Over the years both the list and quality of champions continued to expand, and seven of them went on to compete in the Olympics. Distance running was always the bedrock of the club, with the likes of Noel Berkeley and Peter Mathews among the multiple national champions, but DSD also took a grip on the field events through the likes of Victor Costello and Nicky Sweeney.
At one point the club boasted eight national senior record holders at the same time, and more recently, DSD unearthed the two-time European Indoor 400 metre champion David Gillick.
But what was special about McCormack's win, I soon realised, what that it epitomised the very essence of Eddie's coaching philosophy: take a kid who likes to run; foster that enjoyment over the years, gradually press it, and if the devotion and commitment becomes evident then so does the potential to become a champion.
McCormack was special not because he was the first champion Eddie coached nor likely the last but because since the age of 12 he had put his trust and faith in Eddie, and vice versa, and winning the National Intercounties, 12 years on, was the crowning moment, a sort of justification for everything Eddie believes in. He wasn't an exceptionally talented athlete; he wasn't born in the mountains and he didn't run to school; but Eddie carefully plotted his progress over those 12 years and here was the result - a product of Dundrum's environment, a champion of the country. Of course Eddie was going to get a big kick out of that.
There is no doubt that Eddie is at his best when nurturing junior talent. He could count on one hand the number of times he's missed the daily training sessions in Marley Park or Belfield over the past 30 years, and he always arrives fired up with enthusiasm, frequently running on the spot while delivering instructions for the session at hand. Rain or shine, he'll stick around until the end and even if the session was a stinker he'll find something positive to say about it.
When it comes to driving athletes to races around the country there is always room in his navy Volkswagen van and he'll never ask for a penny in petrol money. He'll always stop off for chips on the way home and even if Dundrum came away empty-handed he's in good form. No young athlete wants to let Eddie down. I know all this because for several years I was one of them.

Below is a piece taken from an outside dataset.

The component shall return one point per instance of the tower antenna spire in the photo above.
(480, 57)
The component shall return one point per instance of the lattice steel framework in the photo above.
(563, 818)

Inevitably, their two daughters got into running, and inevitably, won national titles. Since retiring five years ago Eddie has been coaching full-time and at least now gets some recompense for going into schools but if he had decided to pay himself for his coaching hours from the beginning then he'd be a very wealthy man. Instead, Eddie has an incredibly wealthy array of friends and acquaintances, the countless club athletes of past and present who shared in his love of athletics. He was in the Dundrum Town Centre recently when a famous Hollywood producer came up to him to reminisce about "the good old days at DSD".
There are hopes the long-awaited clubhouse can finally materialise in the planned Marley Park Centre and with 390 members they do badly need it. The standard continues to rise, and along with McCormack, seven other club athletes made the Irish team for tomorrow's European cross country - including Eddie's latest underage prospects, Charlotte and Rebecca Ffrench O'Carroll.
Although recently turning 60 he has no intention of retiring any time soon, and if I look half as young at that age as he does then neither would I. The hope now is that he's around for another 30 years because it's not simply Athletics Ireland or the Sports Council or Government money that's keeping the sport alive in Ireland, but people like Eddie McDonagh.